David Brooks on William Deresiewicz’s “Excellent Sheep…”!

Dear Commons Community,

David Brooks comments today on an essay by William Deresiewicz, published in The New Republic and based on his book, “Excellent Sheep: The Miseducation of the American Elite and the Way to a Meaningful Life.” The main focus of the essay is that American higher education especially elite institutions have given up trying to provide meaningful life experiences and discoveries in favor of career preparation. Here is an excerpt from Brooks’ column:

“Deresiewicz offers a vision of what it takes to move from adolescence to adulthood. Everyone is born with a mind, he writes, but it is only through introspection, observation, connecting the head and the heart, making meaning of experience and finding an organizing purpose that you build a unique individual self.

This process, he argues, often begins in college, the interval of freedom when a person is away from both family and career.

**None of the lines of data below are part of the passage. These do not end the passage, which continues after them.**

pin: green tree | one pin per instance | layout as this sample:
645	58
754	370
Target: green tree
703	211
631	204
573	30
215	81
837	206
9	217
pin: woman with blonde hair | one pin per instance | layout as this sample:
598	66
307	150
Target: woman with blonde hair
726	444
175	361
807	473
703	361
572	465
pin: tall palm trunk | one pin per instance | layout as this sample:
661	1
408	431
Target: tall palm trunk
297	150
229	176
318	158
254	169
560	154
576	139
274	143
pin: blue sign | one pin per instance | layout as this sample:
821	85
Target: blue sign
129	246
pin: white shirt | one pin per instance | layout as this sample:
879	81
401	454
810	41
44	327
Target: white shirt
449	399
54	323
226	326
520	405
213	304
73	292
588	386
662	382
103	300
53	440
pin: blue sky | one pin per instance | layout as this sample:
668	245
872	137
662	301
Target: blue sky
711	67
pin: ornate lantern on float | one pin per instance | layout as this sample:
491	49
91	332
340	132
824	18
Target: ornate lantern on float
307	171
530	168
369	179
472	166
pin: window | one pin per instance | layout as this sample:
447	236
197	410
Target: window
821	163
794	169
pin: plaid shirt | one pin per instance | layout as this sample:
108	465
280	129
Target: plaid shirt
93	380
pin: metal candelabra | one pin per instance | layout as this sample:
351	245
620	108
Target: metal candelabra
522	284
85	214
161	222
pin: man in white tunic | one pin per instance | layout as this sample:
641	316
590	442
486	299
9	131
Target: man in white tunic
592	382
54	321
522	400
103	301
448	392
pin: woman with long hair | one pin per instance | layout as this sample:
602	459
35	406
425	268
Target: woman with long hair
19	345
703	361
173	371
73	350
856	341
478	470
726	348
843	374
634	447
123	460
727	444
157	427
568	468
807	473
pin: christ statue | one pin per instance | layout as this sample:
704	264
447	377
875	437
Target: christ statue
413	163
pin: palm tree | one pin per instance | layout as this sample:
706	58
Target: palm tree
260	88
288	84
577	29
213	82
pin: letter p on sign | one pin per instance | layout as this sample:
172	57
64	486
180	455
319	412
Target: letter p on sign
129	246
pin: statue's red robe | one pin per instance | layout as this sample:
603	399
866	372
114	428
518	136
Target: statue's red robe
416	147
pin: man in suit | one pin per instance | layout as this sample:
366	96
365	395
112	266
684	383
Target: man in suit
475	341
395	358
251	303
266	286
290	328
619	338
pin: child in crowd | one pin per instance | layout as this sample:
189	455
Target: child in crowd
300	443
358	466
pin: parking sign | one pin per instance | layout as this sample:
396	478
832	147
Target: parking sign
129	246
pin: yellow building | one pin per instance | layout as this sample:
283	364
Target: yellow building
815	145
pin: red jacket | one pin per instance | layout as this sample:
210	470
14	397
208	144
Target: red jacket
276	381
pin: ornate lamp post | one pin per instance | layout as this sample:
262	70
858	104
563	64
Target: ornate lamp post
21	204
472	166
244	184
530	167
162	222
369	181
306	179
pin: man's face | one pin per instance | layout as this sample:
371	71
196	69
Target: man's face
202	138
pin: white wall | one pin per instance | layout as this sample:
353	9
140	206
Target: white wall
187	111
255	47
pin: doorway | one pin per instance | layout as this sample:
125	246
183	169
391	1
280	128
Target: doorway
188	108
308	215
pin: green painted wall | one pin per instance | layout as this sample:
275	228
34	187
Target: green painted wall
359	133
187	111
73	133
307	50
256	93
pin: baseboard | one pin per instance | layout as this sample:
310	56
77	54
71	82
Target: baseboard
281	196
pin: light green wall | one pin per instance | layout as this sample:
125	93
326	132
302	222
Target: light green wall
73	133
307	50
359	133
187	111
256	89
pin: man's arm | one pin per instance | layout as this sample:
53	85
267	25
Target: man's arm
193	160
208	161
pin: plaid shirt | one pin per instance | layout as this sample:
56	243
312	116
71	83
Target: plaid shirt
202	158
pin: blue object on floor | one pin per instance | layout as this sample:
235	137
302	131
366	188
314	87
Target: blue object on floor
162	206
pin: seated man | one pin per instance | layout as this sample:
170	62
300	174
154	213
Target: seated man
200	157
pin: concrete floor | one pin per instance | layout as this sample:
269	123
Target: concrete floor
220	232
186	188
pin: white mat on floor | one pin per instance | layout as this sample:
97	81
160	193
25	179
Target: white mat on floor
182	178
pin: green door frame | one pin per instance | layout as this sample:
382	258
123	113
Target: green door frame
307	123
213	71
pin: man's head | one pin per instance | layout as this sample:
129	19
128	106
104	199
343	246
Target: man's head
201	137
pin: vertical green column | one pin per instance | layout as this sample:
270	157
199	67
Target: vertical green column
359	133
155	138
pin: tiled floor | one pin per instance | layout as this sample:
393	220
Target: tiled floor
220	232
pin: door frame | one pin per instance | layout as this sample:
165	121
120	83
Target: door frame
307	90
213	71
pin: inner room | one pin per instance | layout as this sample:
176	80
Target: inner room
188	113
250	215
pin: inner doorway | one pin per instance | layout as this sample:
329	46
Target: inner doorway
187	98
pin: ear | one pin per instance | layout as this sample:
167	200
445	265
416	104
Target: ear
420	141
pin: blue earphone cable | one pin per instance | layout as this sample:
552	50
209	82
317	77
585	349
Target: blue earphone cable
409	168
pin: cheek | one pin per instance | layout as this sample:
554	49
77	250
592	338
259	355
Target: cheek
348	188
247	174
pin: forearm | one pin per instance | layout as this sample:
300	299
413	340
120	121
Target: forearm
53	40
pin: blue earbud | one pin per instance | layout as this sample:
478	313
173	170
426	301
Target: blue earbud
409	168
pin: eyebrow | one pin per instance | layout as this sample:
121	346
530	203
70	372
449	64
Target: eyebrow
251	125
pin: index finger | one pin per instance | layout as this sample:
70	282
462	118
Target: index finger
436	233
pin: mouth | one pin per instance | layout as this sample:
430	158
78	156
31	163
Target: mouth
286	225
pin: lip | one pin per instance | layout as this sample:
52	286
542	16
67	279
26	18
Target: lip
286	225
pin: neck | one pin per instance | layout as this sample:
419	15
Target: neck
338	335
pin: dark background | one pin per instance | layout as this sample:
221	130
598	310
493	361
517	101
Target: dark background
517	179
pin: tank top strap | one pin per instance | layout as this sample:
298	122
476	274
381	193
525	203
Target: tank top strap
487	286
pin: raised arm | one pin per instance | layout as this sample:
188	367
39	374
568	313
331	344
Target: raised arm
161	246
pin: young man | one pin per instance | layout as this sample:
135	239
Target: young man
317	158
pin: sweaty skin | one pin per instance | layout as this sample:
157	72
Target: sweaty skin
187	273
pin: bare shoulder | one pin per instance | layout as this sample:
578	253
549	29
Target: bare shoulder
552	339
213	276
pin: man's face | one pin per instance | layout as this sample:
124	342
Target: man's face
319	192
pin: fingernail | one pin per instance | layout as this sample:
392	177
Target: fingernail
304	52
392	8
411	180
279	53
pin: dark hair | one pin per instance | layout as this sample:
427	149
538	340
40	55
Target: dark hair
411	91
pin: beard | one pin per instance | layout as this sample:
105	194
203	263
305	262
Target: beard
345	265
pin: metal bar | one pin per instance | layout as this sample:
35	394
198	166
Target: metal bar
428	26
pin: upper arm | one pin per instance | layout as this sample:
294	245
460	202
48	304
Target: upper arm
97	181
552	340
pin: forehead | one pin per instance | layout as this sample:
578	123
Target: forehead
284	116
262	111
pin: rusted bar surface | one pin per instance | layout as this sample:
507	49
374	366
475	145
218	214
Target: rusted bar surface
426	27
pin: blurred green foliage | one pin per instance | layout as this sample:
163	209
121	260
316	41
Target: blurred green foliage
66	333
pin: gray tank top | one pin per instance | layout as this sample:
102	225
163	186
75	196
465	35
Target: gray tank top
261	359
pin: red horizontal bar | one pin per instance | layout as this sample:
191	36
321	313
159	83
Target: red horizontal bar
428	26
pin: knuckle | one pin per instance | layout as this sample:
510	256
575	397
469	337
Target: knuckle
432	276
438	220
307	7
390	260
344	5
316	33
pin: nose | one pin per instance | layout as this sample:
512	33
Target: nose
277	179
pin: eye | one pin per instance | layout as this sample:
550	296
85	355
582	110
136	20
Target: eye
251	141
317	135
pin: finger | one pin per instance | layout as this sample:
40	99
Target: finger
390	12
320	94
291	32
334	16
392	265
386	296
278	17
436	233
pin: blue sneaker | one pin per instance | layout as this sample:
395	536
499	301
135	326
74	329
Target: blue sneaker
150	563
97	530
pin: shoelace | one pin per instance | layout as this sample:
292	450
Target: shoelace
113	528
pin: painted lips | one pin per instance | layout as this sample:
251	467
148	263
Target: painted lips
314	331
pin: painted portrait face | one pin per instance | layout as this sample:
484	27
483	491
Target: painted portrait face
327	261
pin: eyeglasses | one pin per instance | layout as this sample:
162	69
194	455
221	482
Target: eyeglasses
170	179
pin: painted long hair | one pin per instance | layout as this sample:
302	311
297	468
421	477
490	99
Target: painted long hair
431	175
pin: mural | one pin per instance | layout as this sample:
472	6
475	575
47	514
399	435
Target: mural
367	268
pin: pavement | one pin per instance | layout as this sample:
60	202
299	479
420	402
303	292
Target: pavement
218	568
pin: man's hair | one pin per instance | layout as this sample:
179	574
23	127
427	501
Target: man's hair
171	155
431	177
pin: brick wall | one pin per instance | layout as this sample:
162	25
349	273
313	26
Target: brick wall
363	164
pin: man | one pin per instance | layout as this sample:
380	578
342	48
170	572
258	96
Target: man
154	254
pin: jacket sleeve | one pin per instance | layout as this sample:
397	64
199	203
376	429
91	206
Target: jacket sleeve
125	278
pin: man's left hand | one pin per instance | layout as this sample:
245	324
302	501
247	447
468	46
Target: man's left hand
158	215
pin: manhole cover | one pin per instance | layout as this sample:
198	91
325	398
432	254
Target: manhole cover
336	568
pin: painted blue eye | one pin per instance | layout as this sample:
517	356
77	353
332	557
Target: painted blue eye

During that interval, the young person can throw himself with reckless abandon at other people and learn from them.

Some of these people are authors who have written great books. Some are professors who can teach intellectual rigor. Some are students who can share work that is intrinsically rewarding.

Through this process, a student is able, in the words of Mark Lilla, a professor at Columbia, to discover “just what it is that’s worth wanting.”

Deresiewicz argues that most students do not get to experience this in elite colleges today. Universities, he says, have been absorbed into the commercial ethos. Instead of being intervals of freedom, they are breeding grounds for advancement. Students are too busy jumping through the next hurdle in the résumé race to figure out what they really want. They are too frantic tasting everything on the smorgasbord to have life-altering encounters. They have a terror of closing off options. They have been inculcated with a lust for prestige and a fear of doing things that may put their status at risk.

The system pressures them to be excellent, but excellent sheep.”

Derieszwicz’s article and book provide important insights into how elite American colleges and universities have given into the commodification of higher education. Competition, education policy makers, and society in general have pushed them in this direction. And like sheep, higher education has given in.